Sanders Nathan C, Chin Steven B
Department of Linguistics, Indiana University.
J Quant Linguist. 2009 Feb 1;16(1):96-114. doi: 10.1080/09296170802514138.
Phonological distance can be measured computationally using formally specified algorithms. This work investigates two such measures, one developed by Nerbonne and Heeringa (1997) based on Levenshtein distance (Levenshtein, 1965) and the other an adaptation of Dunning's (1994) language classifier that uses maximum likelihood distance. These two measures are compared against naïve transcriptions of the speech of pediatric cochlear implant users.

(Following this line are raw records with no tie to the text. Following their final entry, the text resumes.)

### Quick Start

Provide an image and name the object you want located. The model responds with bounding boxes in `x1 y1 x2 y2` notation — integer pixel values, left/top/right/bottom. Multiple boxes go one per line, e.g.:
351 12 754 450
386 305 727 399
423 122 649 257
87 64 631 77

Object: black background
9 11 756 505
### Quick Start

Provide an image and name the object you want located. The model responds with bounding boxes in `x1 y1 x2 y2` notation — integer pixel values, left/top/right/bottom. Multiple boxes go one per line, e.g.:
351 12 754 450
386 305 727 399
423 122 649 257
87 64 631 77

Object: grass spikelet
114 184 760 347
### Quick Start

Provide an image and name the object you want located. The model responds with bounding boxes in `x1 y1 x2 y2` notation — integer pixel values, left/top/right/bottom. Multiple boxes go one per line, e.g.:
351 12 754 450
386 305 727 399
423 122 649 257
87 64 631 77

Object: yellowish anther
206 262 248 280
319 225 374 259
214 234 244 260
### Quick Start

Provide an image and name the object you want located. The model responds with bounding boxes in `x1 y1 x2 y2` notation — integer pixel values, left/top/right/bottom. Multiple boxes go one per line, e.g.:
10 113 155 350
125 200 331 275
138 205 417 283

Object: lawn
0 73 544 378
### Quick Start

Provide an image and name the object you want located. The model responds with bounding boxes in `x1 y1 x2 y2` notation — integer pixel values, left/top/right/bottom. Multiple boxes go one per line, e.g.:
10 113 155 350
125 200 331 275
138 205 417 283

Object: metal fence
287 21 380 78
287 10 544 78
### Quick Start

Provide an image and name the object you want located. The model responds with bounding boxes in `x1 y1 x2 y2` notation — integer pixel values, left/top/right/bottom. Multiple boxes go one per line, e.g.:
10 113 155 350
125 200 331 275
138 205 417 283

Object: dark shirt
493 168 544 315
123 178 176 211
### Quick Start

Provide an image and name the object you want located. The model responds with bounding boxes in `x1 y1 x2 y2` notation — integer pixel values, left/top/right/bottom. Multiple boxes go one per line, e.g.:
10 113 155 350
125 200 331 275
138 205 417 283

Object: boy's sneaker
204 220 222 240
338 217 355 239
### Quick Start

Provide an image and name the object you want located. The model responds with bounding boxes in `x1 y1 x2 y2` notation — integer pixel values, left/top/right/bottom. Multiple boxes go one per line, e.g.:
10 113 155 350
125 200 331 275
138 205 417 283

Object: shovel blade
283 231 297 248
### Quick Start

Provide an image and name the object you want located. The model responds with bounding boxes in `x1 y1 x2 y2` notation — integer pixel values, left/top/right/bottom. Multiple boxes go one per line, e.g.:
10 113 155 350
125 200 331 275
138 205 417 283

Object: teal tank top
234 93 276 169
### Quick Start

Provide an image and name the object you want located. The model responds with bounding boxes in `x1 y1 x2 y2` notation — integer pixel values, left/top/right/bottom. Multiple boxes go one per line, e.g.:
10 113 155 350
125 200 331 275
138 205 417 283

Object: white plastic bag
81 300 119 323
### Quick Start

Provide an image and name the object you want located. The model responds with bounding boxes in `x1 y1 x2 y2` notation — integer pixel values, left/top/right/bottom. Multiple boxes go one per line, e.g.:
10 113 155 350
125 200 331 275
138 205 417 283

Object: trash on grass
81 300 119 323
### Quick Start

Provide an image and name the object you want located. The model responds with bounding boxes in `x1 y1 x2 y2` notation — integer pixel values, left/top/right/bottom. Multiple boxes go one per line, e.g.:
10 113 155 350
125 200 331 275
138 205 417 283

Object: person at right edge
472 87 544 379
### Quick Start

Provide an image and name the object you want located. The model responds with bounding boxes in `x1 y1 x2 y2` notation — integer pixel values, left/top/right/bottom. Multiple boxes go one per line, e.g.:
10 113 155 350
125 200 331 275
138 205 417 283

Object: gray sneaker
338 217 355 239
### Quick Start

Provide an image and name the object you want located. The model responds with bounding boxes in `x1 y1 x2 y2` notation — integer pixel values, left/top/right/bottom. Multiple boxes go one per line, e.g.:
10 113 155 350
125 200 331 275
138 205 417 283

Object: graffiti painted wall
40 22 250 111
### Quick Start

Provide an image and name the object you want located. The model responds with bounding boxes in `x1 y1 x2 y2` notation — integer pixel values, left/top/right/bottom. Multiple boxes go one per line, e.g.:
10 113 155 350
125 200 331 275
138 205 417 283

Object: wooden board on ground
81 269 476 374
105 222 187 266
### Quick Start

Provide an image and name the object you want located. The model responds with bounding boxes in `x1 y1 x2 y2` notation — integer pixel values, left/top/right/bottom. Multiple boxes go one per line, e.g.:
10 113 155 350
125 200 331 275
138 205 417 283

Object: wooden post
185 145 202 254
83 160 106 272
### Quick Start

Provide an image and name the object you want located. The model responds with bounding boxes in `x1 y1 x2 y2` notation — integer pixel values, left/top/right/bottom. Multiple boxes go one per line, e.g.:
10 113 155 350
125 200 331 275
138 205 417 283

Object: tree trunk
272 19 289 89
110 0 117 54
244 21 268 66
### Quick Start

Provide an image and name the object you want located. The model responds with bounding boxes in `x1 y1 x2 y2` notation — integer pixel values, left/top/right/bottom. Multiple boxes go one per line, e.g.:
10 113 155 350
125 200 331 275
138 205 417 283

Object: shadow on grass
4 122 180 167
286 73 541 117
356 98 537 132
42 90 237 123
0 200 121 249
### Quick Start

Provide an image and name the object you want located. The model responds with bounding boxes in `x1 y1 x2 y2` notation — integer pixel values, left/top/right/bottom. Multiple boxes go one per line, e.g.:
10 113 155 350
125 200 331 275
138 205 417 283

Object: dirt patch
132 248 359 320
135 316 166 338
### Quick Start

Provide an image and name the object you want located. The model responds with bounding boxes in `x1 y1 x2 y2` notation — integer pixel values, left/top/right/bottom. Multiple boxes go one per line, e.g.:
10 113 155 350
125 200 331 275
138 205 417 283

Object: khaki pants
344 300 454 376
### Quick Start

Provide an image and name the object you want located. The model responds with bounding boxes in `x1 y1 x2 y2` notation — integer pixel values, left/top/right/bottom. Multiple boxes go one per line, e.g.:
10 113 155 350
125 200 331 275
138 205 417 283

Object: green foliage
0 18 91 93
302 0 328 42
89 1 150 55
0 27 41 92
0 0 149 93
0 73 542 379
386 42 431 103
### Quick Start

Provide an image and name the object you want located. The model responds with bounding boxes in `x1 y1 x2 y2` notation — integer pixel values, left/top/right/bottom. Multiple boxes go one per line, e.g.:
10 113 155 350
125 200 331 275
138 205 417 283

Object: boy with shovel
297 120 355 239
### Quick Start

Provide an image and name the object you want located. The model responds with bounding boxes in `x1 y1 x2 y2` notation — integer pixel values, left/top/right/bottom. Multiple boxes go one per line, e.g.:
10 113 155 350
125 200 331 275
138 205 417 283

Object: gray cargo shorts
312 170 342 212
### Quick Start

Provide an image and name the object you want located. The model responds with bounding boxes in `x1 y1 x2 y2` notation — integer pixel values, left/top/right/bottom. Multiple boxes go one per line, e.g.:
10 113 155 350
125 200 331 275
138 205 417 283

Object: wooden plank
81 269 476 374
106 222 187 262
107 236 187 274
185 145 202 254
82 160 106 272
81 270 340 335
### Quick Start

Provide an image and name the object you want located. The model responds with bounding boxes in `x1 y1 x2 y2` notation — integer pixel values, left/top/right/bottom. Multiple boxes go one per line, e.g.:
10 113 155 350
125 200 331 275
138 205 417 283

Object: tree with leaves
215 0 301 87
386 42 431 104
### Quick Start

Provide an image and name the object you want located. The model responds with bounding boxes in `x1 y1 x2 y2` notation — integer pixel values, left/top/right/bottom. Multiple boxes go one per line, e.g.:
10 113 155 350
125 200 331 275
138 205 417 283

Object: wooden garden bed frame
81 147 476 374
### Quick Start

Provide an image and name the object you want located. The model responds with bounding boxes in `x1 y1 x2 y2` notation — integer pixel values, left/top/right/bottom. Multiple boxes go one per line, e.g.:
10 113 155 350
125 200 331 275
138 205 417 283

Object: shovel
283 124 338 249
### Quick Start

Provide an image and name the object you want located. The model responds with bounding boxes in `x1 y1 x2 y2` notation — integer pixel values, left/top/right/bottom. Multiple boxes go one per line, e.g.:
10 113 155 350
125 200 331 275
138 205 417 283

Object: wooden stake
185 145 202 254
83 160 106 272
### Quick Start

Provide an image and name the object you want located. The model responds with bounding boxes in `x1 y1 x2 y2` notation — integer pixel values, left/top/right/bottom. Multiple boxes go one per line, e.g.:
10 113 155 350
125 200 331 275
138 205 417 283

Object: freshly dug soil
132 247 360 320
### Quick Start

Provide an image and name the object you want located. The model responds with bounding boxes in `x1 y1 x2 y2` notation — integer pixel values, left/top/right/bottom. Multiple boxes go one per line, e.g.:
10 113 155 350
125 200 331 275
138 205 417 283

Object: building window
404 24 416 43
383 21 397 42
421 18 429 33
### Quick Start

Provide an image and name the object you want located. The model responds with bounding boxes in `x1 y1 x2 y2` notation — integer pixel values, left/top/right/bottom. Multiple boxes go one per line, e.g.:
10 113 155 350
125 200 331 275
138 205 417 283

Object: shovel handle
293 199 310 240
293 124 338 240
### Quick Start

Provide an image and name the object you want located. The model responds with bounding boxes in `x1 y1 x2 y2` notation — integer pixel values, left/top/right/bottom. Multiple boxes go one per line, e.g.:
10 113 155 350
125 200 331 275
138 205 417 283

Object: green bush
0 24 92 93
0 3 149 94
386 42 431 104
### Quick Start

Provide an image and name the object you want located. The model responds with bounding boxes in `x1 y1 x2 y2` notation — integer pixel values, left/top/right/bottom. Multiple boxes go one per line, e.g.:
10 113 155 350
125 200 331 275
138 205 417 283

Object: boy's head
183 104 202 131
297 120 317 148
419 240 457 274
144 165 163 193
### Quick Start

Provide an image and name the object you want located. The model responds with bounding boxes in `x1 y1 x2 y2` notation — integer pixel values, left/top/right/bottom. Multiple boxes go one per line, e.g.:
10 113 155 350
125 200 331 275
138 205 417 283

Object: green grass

The new measure, maximum likelihood distance, correlates highly with Levenshtein distance and naïve transcriptions; results from this corpus are easier to obtain since cochlear implant speech has a lower intelligibility than the usually high intelligibility of the speech of a different dialect.
语音距离可以使用形式化指定的算法进行计算测量。这项工作研究了两种这样的测量方法,一种是由内尔博内和赫林加(1997年)基于莱文斯坦距离(莱文斯坦,1965年)开发的,另一种是邓宁(1994年)语言分类器的改编版,它使用最大似然距离。将这两种测量方法与小儿人工耳蜗使用者语音的原始转录进行比较。新的测量方法,即最大似然距离,与莱文斯坦距离和原始转录高度相关;由于人工耳蜗语音的可懂度低于不同方言语音通常较高的可懂度,因此从该语料库获得结果更容易。